Selektives Laserschmelzen auf dem Mond: Die Zukunft der extraterrestrischen Fertigung?

Erstellt von Gabriel Dörffler | | Produktionswirtschaft

Der Traum von einer dauerhaften menschlichen Präsenz auf dem Mond rückt immer näher. Doch eine der größten Herausforderungen bleibt: Wie kann man Gebäude und Infrastruktur errichten, ohne Unmengen an Baumaterial von der Erde zu transportieren? Die Antwort könnte in einer innovativen Fertigungstechnologie liegen – dem mobilen selektiven Laserschmelzen (M-SLM).

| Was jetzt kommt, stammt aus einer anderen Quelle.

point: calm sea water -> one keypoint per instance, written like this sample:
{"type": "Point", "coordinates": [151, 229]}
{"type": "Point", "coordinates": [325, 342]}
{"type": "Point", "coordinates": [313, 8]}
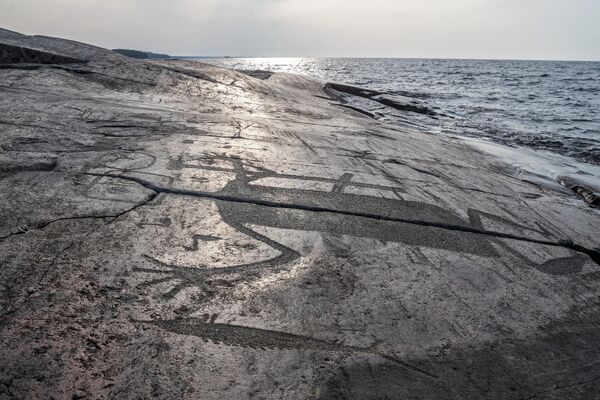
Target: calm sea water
{"type": "Point", "coordinates": [546, 105]}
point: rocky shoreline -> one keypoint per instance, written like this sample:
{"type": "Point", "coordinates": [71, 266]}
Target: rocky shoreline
{"type": "Point", "coordinates": [172, 229]}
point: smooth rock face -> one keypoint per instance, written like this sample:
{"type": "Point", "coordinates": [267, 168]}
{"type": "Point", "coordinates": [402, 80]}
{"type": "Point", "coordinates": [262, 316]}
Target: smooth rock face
{"type": "Point", "coordinates": [175, 230]}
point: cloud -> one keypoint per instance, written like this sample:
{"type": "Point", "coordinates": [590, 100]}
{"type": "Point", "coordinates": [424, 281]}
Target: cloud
{"type": "Point", "coordinates": [401, 28]}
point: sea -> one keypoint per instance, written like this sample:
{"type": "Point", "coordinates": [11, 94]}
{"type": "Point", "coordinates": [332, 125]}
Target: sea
{"type": "Point", "coordinates": [541, 116]}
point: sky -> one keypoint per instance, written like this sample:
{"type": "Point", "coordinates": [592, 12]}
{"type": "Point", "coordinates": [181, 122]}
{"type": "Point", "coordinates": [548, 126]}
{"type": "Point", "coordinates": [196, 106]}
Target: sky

SLM – Die High-Tech-Lösung für komplexe Strukturen

Das klassische selektive Laserschmelzen (SLM) ist eine additive Fertigungsmethode, die Metallpulver mithilfe eines Hochleistungslasers schmilzt und Schicht für Schicht komplexe Bauteile erzeugt. Dank einer spezifischen Dichte von über 99 % bleiben die Materialeigenschaften weitgehend erhalten. Ein großer Vorteil dieses Verfahrens ist die hohe Gestaltungsfreiheit bei der Herstellung – ideal für komplizierte Strukturen, die mit konventionellen Methoden nur schwer realisierbar wären. Allerdings sind die Investitionskosten hoch und die Produktionsgeschwindigkeit ist langsamer als bei traditionellen Fertigungstechniken.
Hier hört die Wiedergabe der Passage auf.